Ecosyste.ms: Awesome

An open API service indexing awesome lists of open source software.

Awesome Lists | Featured Topics | Projects

https://github.com/bbu/quaint-lang

An experimental statically typed procedural language with first-class resumable functions.
https://github.com/bbu/quaint-lang

Last synced: about 2 months ago
JSON representation

An experimental statically typed procedural language with first-class resumable functions.

Awesome Lists containing this project

README

        

The Quaint programming language
===============================

An experimental, static, strongly typed, procedural, VM-based, memory-unsafe
language with first-class resumable functions.

Quaint inherits the memory model and operational semantics of C, adding some
modernised "21st century" syntactic features, a strong typing discipline,
built-in types of an exact specified width, well-defined behaviour w.r.t. struct
padding, and seamless support for resumable functions. The runtime is currently
implemented as a GP-register-free, memory-to-memory machine. The performance
should be decent enough for most non-CPU-intensive tasks.

This is a work in progress. Currently, the language does not aim to be rich of
convenience "sugary" features, nor be "fast" nor ready for practical use. It
rather attempts to fix some of the murky aspects of C – namely, the optional
curly braces, the arcane type declaration syntax, the frustrating implicit
integer conversion and promotion rules, the confusing array-to-pointer decaying.

The main goal of Quaint is to demonstrate the viability of a new idiom for
"sane" concurrent programming that bears resemblance to promises and generators.

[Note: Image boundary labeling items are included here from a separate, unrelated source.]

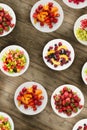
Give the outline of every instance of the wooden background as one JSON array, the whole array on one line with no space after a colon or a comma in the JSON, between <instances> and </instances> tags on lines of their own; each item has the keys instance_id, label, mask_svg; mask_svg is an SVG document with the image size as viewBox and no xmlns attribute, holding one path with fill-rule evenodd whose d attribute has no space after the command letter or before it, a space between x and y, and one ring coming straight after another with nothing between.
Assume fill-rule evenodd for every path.
<instances>
[{"instance_id":1,"label":"wooden background","mask_svg":"<svg viewBox=\"0 0 87 130\"><path fill-rule=\"evenodd\" d=\"M87 118L87 86L81 78L81 69L87 61L87 47L81 45L74 37L73 26L76 19L87 13L87 8L71 9L62 0L56 0L64 10L62 26L52 33L36 30L30 21L30 11L37 0L0 0L13 8L17 17L14 31L0 38L0 51L8 45L20 45L30 55L28 70L19 77L12 78L0 71L0 111L8 113L15 124L15 130L72 130L80 119ZM61 38L71 43L75 49L75 60L67 70L57 72L49 69L43 62L42 50L49 40ZM42 84L48 93L48 104L43 112L35 116L26 116L18 111L14 104L14 93L17 87L26 82L35 81ZM72 84L80 88L85 96L85 107L72 119L57 116L50 105L52 92L60 85Z\"/></svg>"}]
</instances>

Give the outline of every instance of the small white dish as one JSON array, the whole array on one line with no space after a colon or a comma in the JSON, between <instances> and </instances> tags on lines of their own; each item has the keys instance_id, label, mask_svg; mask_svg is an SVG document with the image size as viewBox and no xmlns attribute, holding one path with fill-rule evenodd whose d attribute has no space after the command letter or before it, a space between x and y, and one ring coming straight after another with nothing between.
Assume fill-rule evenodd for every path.
<instances>
[{"instance_id":1,"label":"small white dish","mask_svg":"<svg viewBox=\"0 0 87 130\"><path fill-rule=\"evenodd\" d=\"M6 72L4 69L3 69L3 61L2 61L2 58L3 56L5 55L5 53L7 53L9 50L21 50L24 52L24 55L26 57L26 64L25 64L25 68L22 69L19 73L9 73L9 72ZM4 48L1 53L0 53L0 69L1 71L6 74L7 76L12 76L12 77L16 77L16 76L20 76L22 75L29 67L29 63L30 63L30 59L29 59L29 55L27 53L27 51L22 48L21 46L18 46L18 45L10 45L10 46L7 46L6 48Z\"/></svg>"},{"instance_id":2,"label":"small white dish","mask_svg":"<svg viewBox=\"0 0 87 130\"><path fill-rule=\"evenodd\" d=\"M64 64L63 66L59 65L57 67L54 67L52 64L50 64L49 62L47 62L47 59L45 59L45 56L47 55L47 52L48 52L48 49L50 46L55 46L55 44L58 44L59 42L62 42L62 45L65 45L69 51L71 51L71 61L69 61L67 64ZM57 70L57 71L61 71L61 70L65 70L67 69L68 67L71 66L71 64L73 63L74 61L74 57L75 57L75 53L74 53L74 49L73 47L70 45L70 43L68 43L67 41L63 40L63 39L54 39L54 40L51 40L49 41L44 49L43 49L43 60L45 62L45 64L52 70Z\"/></svg>"},{"instance_id":3,"label":"small white dish","mask_svg":"<svg viewBox=\"0 0 87 130\"><path fill-rule=\"evenodd\" d=\"M37 88L42 90L43 96L44 96L44 99L42 100L42 105L38 106L36 111L33 111L32 108L25 109L23 105L18 106L18 101L17 101L17 96L19 95L19 92L24 87L29 88L29 87L31 87L33 85L37 85ZM36 114L39 114L40 112L42 112L45 109L45 107L47 105L47 101L48 101L48 96L47 96L47 92L46 92L45 88L42 85L40 85L39 83L36 83L36 82L25 82L25 83L21 84L17 88L17 90L15 92L15 95L14 95L14 102L15 102L16 107L18 108L19 111L21 111L22 113L24 113L26 115L36 115Z\"/></svg>"},{"instance_id":4,"label":"small white dish","mask_svg":"<svg viewBox=\"0 0 87 130\"><path fill-rule=\"evenodd\" d=\"M77 87L75 87L74 85L70 85L70 84L61 85L61 86L59 86L59 87L53 92L53 94L52 94L52 96L51 96L51 106L52 106L53 111L54 111L58 116L60 116L60 117L62 117L62 118L72 118L72 117L77 116L77 115L81 112L81 110L82 110L83 108L82 108L82 109L79 109L77 113L72 113L71 116L67 116L67 115L64 114L64 113L59 113L58 110L55 108L55 104L54 104L54 98L53 98L53 96L54 96L55 94L60 94L60 91L61 91L65 86L68 87L68 88L70 88L70 89L72 89L72 91L74 91L74 92L77 93L77 95L78 95L78 96L80 97L80 99L81 99L80 103L84 106L84 96L83 96L81 90L78 89Z\"/></svg>"},{"instance_id":5,"label":"small white dish","mask_svg":"<svg viewBox=\"0 0 87 130\"><path fill-rule=\"evenodd\" d=\"M87 73L85 71L87 71L87 62L83 65L82 72L81 72L82 79L84 83L87 85Z\"/></svg>"},{"instance_id":6,"label":"small white dish","mask_svg":"<svg viewBox=\"0 0 87 130\"><path fill-rule=\"evenodd\" d=\"M84 126L84 124L87 124L87 119L82 119L80 121L78 121L72 130L77 130L79 126Z\"/></svg>"},{"instance_id":7,"label":"small white dish","mask_svg":"<svg viewBox=\"0 0 87 130\"><path fill-rule=\"evenodd\" d=\"M51 28L51 29L47 25L44 25L43 27L41 27L39 22L35 24L34 23L34 18L33 18L33 13L35 12L36 8L41 4L45 5L45 4L49 3L49 2L52 2L54 4L54 6L58 7L59 14L60 14L60 16L58 18L58 22L56 24L54 24L53 28ZM41 32L49 33L49 32L53 32L53 31L57 30L61 26L61 24L63 22L63 19L64 19L64 14L63 14L62 7L56 1L54 1L54 0L40 0L40 1L36 2L36 4L32 7L31 13L30 13L30 19L31 19L31 22L32 22L33 26L37 30L39 30Z\"/></svg>"},{"instance_id":8,"label":"small white dish","mask_svg":"<svg viewBox=\"0 0 87 130\"><path fill-rule=\"evenodd\" d=\"M0 7L3 7L6 11L8 11L8 13L12 17L11 22L14 24L14 27L15 27L15 25L16 25L16 15L15 15L13 9L11 7L9 7L8 5L6 5L6 4L3 4L3 3L0 3ZM10 30L8 32L4 31L4 33L2 35L0 35L0 37L6 36L9 33L11 33L13 31L14 27L10 28Z\"/></svg>"},{"instance_id":9,"label":"small white dish","mask_svg":"<svg viewBox=\"0 0 87 130\"><path fill-rule=\"evenodd\" d=\"M70 8L73 9L81 9L81 8L85 8L87 6L87 0L85 0L85 2L80 2L79 4L75 4L73 2L69 2L68 0L63 0L63 2L69 6Z\"/></svg>"},{"instance_id":10,"label":"small white dish","mask_svg":"<svg viewBox=\"0 0 87 130\"><path fill-rule=\"evenodd\" d=\"M14 130L14 122L13 122L12 118L7 113L4 113L4 112L0 112L0 116L8 118L8 121L11 125L11 130Z\"/></svg>"},{"instance_id":11,"label":"small white dish","mask_svg":"<svg viewBox=\"0 0 87 130\"><path fill-rule=\"evenodd\" d=\"M84 15L80 16L80 17L76 20L76 22L75 22L75 24L74 24L74 35L75 35L76 39L77 39L81 44L87 46L87 41L82 41L82 40L78 39L77 36L76 36L76 30L77 30L78 28L80 28L80 26L81 26L81 20L84 20L84 19L87 19L87 14L84 14Z\"/></svg>"}]
</instances>

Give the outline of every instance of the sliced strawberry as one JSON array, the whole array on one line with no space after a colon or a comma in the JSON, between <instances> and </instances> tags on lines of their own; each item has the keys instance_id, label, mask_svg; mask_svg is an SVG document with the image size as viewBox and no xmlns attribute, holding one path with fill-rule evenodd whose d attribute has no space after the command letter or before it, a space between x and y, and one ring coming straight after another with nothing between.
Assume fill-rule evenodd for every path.
<instances>
[{"instance_id":1,"label":"sliced strawberry","mask_svg":"<svg viewBox=\"0 0 87 130\"><path fill-rule=\"evenodd\" d=\"M0 23L2 22L2 16L0 16Z\"/></svg>"}]
</instances>

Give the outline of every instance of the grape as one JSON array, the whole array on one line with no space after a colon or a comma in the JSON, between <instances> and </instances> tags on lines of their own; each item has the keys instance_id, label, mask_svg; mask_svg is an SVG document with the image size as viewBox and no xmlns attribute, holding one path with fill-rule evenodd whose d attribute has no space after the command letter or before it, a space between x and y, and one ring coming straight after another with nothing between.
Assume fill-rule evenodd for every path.
<instances>
[{"instance_id":1,"label":"grape","mask_svg":"<svg viewBox=\"0 0 87 130\"><path fill-rule=\"evenodd\" d=\"M87 31L81 28L76 30L76 37L81 41L87 41Z\"/></svg>"}]
</instances>

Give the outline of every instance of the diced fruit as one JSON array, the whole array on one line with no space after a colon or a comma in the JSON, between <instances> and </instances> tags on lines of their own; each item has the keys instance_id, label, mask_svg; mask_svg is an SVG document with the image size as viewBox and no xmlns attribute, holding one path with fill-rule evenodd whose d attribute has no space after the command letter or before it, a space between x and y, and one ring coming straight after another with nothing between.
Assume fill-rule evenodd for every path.
<instances>
[{"instance_id":1,"label":"diced fruit","mask_svg":"<svg viewBox=\"0 0 87 130\"><path fill-rule=\"evenodd\" d=\"M13 18L9 12L0 7L0 35L2 35L4 32L8 32L10 28L15 26L14 23L12 23L12 19Z\"/></svg>"},{"instance_id":2,"label":"diced fruit","mask_svg":"<svg viewBox=\"0 0 87 130\"><path fill-rule=\"evenodd\" d=\"M34 23L40 23L40 26L47 25L50 29L53 25L58 23L58 17L60 16L58 8L53 5L53 2L49 2L45 5L39 5L33 13Z\"/></svg>"},{"instance_id":3,"label":"diced fruit","mask_svg":"<svg viewBox=\"0 0 87 130\"><path fill-rule=\"evenodd\" d=\"M5 27L6 31L9 31L9 27ZM3 31L3 30L2 30ZM1 32L1 31L0 31ZM3 57L3 69L8 73L19 73L26 65L26 57L23 51L9 50Z\"/></svg>"},{"instance_id":4,"label":"diced fruit","mask_svg":"<svg viewBox=\"0 0 87 130\"><path fill-rule=\"evenodd\" d=\"M74 4L80 4L80 3L83 3L83 2L85 2L85 0L68 0L68 2L73 2Z\"/></svg>"},{"instance_id":5,"label":"diced fruit","mask_svg":"<svg viewBox=\"0 0 87 130\"><path fill-rule=\"evenodd\" d=\"M11 123L7 117L0 115L0 130L11 130Z\"/></svg>"},{"instance_id":6,"label":"diced fruit","mask_svg":"<svg viewBox=\"0 0 87 130\"><path fill-rule=\"evenodd\" d=\"M54 67L63 66L71 60L71 51L62 42L49 46L45 59Z\"/></svg>"},{"instance_id":7,"label":"diced fruit","mask_svg":"<svg viewBox=\"0 0 87 130\"><path fill-rule=\"evenodd\" d=\"M24 87L17 96L18 104L23 105L25 109L31 107L33 111L36 111L42 105L42 100L44 100L44 96L37 85L29 88Z\"/></svg>"},{"instance_id":8,"label":"diced fruit","mask_svg":"<svg viewBox=\"0 0 87 130\"><path fill-rule=\"evenodd\" d=\"M79 109L83 107L80 104L80 98L68 87L63 87L59 94L53 96L55 108L60 113L64 113L67 116L71 116L72 113L77 113Z\"/></svg>"}]
</instances>

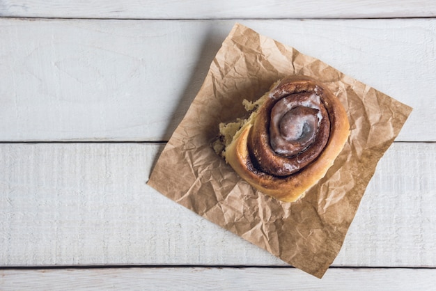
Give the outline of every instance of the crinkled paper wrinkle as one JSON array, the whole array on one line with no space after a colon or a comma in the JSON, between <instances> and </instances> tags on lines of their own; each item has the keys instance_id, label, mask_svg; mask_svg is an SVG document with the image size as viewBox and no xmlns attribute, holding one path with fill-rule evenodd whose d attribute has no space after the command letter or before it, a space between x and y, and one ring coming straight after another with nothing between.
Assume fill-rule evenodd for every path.
<instances>
[{"instance_id":1,"label":"crinkled paper wrinkle","mask_svg":"<svg viewBox=\"0 0 436 291\"><path fill-rule=\"evenodd\" d=\"M244 99L257 100L289 74L306 74L324 82L344 105L350 124L350 138L325 177L293 203L255 191L210 146L219 123L244 116ZM321 278L341 249L377 163L411 110L315 58L237 24L148 184Z\"/></svg>"}]
</instances>

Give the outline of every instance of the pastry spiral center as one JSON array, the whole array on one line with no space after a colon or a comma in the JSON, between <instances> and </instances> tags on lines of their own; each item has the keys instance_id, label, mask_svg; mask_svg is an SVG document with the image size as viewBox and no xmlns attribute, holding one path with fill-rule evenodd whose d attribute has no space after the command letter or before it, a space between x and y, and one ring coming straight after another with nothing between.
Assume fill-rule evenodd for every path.
<instances>
[{"instance_id":1,"label":"pastry spiral center","mask_svg":"<svg viewBox=\"0 0 436 291\"><path fill-rule=\"evenodd\" d=\"M302 143L312 139L318 122L317 111L311 108L297 107L286 112L279 125L280 135L288 141Z\"/></svg>"},{"instance_id":2,"label":"pastry spiral center","mask_svg":"<svg viewBox=\"0 0 436 291\"><path fill-rule=\"evenodd\" d=\"M320 105L319 97L313 93L285 97L274 105L270 142L277 154L295 156L313 142L322 118Z\"/></svg>"}]
</instances>

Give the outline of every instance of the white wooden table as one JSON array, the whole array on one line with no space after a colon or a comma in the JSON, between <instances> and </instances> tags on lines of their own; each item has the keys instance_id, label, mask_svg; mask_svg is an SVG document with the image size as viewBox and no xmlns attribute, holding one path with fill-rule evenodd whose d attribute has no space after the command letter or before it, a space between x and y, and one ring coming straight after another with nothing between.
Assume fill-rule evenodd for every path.
<instances>
[{"instance_id":1,"label":"white wooden table","mask_svg":"<svg viewBox=\"0 0 436 291\"><path fill-rule=\"evenodd\" d=\"M0 290L431 290L436 2L0 1ZM322 279L146 184L235 22L414 107Z\"/></svg>"}]
</instances>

In essence, every function can be called either synchronously (just as in C) or
asynchronously via a `quaint` object. The called function does not have any
explicit "yield" statements, but merely only optional "wait labels" that mark
eventual suspension points in which the caller might be interested in. The
caller decides whether to wait with a timeout or wait until reaching a certain
"wait label". The caller can also query the quaint to see whether it has lastly
passed a particular wait label. The callee can have optional `noint` blocks of
statements during which it cannot be interrupted even if the caller is waiting
with a timeout and that timeout has elapsed.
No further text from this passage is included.